4. Listener Feedback & Notable Mail
(62:37–67:38)
- Antti Ilmanen’s Feedback:
- Reminder to consider how changes in relative valuation affect performance comparisons over time (for factors and real estate).
- Listener Reviews:
- Praised for clarity, unbiased research, real-world impact—even by listeners outside Canada or finance.
- “Discipline is probably the most achievable and sustainable by most people over time.” — Listener from India (65:54)
- Physical Postcard:
- Christopher from Europe sends appreciation and a quote from Ben:
“Most investors should be using low cost index funds. Anyone who disagrees with that statement is probably misinformed, conflicted, or just plain wrong.”
- Christopher from Europe sends appreciation and a quote from Ben:
Notable Quotes & Moments
- On Market Narratives:
“The narrative is always, this time is different. That classic phrase, it's always the beginning of the end of the world as we know it…”
— Ben (03:10) - On Risk Tolerance:
“If you're in a really aggressive portfolio and you're losing sleep... that might be a sign that you should change your asset allocation, not because you're timing the market, but because you can't handle downturns and you've learned something about yourself.”

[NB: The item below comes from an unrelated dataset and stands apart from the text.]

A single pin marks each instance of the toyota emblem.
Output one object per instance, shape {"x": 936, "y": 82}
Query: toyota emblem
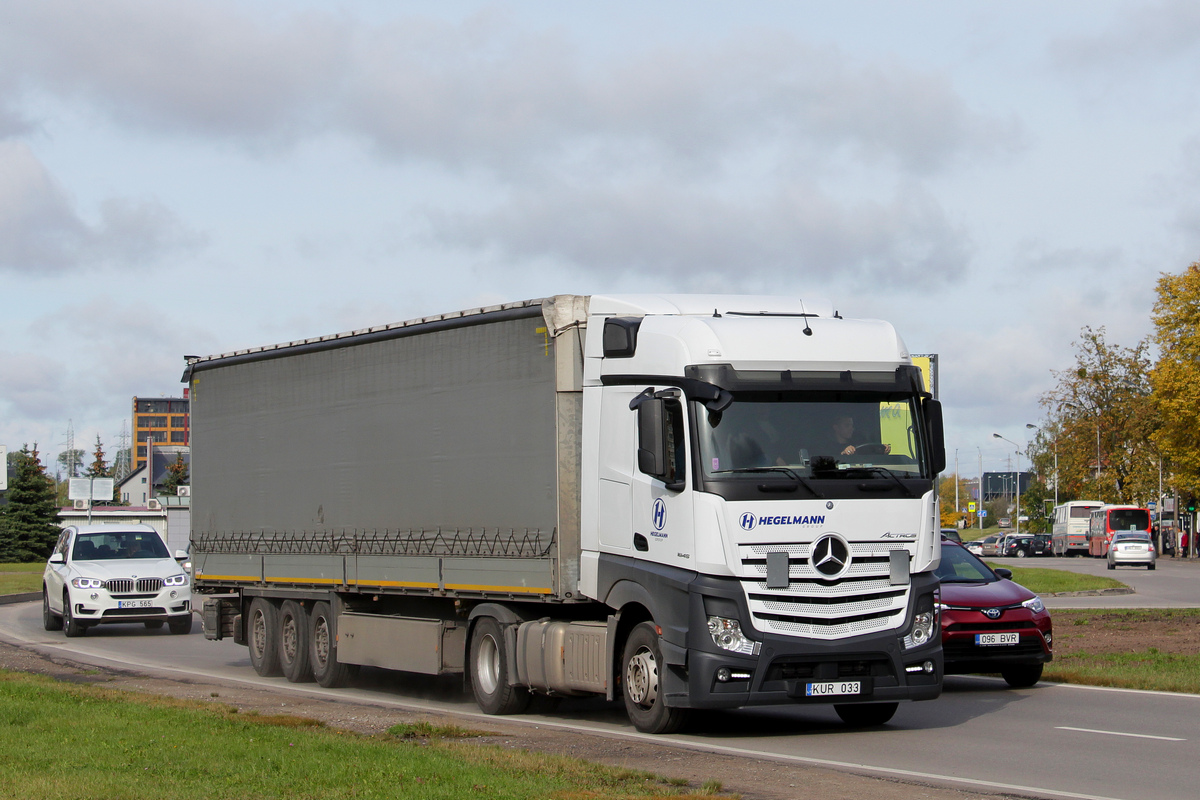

— Ben (13:04) - On Pensions:
“Ripping [the Canada Pension Plan] apart doesn't seem like a great idea.”
— Ben (23:21) - On Annuities:
“People love pensions and hate annuities and it's the same thing… fundamentally… there's some endowment bias there.”
— Mark (28:27) - On “Good Life” Decisions:
“I just cannot envision a scenario where I look back on my life and think I should have worked more, I should have spent less time with my family and my kids…”
— Mark (61:35)
Timestamps for Important Segments
- Market Volatility & Historical Perspective: 00:40–14:34
- Actionable Guidance during Volatility: 14:34–18:06
- AMA – Bonds Role in Portfolios: 18:06–21:04
- CPP vs Alberta Pensions: 21:04–25:02
- Impactful Past Guests: 25:02–31:49
- Evidence-Based Advising at Big Firms: 33:38–35:29
- DFA vs. Market Cap ETFs: 35:36–41:39
- Dynamic Spending Rules: 41:56–44:53
- Withdrawal Rates & Asset Allocation: 45:02–49:56
- Medium-term Investing: 50:01–56:59
- Mark’s Semi-Retirement Reflection: 56:59–62:28
- Listener Feedback & Postcard: 62:37–67:38
Tone & Style
Warm, analytical, and evidence-based. The discussion is precise yet approachable, balancing technical rigor with real-life anecdotes. The hosts maintain a supportive and collegial tone throughout, especially during Mark’s farewell reflection.
For Listeners New and Old
This episode blends timely market wisdom, disciplined answers to complex questions, and a poignant personal story—offering not just financial “reality checks,” but thoughtful reminders about purpose and the meaning of wealth.